Forse la sua scelta di rinunciare alla nomina di consigliere comunale si dovrebbe declassare da “beau a “mauvais geste” visto l’esito che ne è derivato e le motivazioni che l’hanno determinata.
Queste settimane hanno reso evidente che il desiderio di vedere realizzato il suo progetto non ha fatto recedere Pugi di un millimetro dai suoi propositi, anche in merito alla vertenza aperta dai lavoratori richiedenti la mobilità.
Auspichiamo che la maggiore consapevolezza di quanto sta accadendo nell’ambito degli enti locali coinvolti e dell’istituto stesso, grazie alla mobilitazione dei lavoratori e di chi ha preso a cuore la vicenda, possa portare ad un ripensamento che scongiuri quantomeno il completamento in tempi brevi della procedura di trasformazione, rinviandola sino alla completa soluzione delle mobilità dei dipendenti.
In questo modo rimarrà il danno per l’inevitabile impoverimento qualitativo dei servizi che l’Isah offre, ma si sarà evitata l’ulteriore beffa per la sorte dei lavoratori.
In questa fase transitoria, sarebbe utile aprire finalmente una discussione vera e valutare seriamente un progetto che nei fatti cancellerebbe una straordinaria esperienza di sanità pubblica, sacrificandola alle miopi esigenze di una pseudo cultura manageriale da sottobosco della politica.

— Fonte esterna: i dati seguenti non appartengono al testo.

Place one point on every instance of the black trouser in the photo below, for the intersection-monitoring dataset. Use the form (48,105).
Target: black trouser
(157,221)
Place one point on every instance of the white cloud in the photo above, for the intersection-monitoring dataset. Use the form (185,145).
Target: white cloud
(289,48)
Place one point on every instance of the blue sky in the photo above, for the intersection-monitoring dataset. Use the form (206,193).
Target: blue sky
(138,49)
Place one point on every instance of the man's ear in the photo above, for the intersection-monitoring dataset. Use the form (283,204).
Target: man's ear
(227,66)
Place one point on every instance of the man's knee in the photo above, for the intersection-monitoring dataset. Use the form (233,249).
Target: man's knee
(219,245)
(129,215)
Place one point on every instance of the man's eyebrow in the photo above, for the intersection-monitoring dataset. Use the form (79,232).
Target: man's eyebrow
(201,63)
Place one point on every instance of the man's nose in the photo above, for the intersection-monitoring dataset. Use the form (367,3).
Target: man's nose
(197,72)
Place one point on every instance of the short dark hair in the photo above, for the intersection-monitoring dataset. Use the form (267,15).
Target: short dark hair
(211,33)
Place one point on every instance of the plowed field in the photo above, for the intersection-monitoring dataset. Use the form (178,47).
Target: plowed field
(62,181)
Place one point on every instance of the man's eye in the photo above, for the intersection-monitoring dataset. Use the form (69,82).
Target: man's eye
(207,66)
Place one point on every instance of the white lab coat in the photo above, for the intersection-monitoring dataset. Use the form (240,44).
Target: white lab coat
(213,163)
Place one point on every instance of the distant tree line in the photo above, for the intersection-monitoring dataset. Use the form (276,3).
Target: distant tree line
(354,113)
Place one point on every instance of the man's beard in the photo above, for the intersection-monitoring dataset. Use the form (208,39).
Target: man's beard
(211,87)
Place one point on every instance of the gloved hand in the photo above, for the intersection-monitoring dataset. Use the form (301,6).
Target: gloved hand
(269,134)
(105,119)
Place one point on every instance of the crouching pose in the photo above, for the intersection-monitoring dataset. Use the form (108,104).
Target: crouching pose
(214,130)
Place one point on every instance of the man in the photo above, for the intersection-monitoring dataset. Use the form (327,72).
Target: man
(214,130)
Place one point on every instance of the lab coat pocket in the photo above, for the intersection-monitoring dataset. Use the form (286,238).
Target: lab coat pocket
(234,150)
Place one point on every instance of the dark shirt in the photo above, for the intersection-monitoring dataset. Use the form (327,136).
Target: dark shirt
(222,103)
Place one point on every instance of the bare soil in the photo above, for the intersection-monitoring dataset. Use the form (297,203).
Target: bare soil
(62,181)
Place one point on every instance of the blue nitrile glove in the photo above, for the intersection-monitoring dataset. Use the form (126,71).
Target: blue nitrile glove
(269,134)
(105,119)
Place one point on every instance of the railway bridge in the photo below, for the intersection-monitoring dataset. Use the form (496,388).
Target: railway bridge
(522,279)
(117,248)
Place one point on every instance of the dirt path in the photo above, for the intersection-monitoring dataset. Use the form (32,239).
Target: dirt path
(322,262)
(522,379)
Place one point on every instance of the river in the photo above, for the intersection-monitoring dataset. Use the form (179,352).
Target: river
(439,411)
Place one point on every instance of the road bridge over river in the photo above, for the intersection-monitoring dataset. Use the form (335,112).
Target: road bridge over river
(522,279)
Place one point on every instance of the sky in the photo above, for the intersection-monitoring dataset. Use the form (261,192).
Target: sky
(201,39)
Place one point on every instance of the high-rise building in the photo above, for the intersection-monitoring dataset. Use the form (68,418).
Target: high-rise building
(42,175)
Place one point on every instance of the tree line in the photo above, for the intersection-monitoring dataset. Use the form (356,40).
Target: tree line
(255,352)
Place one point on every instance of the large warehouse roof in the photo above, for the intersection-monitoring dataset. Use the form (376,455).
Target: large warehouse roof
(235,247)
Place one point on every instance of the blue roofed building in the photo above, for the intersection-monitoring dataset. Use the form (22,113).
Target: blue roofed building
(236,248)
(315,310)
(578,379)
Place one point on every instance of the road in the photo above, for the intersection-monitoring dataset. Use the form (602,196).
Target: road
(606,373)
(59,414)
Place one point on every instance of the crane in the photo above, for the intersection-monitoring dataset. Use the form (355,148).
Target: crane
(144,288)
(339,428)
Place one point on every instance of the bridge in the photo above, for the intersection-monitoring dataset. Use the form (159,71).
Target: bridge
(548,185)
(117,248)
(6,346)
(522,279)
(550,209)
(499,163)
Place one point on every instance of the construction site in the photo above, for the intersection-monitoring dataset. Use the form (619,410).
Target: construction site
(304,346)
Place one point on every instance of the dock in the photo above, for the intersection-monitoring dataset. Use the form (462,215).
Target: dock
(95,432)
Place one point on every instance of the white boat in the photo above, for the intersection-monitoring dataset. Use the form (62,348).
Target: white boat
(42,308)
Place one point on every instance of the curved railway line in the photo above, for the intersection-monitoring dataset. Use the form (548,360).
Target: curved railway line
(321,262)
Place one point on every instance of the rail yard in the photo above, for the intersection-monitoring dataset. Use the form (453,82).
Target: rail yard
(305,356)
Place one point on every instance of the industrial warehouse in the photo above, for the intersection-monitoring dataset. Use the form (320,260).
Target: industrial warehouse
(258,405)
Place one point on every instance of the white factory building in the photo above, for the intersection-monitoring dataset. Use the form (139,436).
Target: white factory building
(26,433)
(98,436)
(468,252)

Per quanto riguarda la copertura politica di cui sembra godere il presidente Pugi da parte di Scajola (evidentemente a lui ancora grato per la dote di voti portatigli alle comunali), desumibile anche dal fatto che il sindaco è intervenuto personalmente per negare la discussione in consiglio comunale sulla vicenda, ci sentiamo di dare il seguente giudizio. Se Scajola è interessato mantenersi vicino un “prezioso” sostenitore politico, a costo di rinunciare al controllo di Isah a danno della città, infischiandosene dei diritti dei lavoratori e delle conseguenze sugli utenti che tale operazione determinerà, sappia che il suo silenzio sulla vicenda equivale ad una responsabilità anche maggiore di quella del presidente Pugi.
Se Scajola vorrà cogliere invece la gravità della vicenda, facendosi carico di un intervento sul presidente di Isah per ottenere la sospensione della trasformazione e aprire finalmente un dibattito trasparente in città, avrà modo di fare un “beau geste” apprezzabile da tutti”.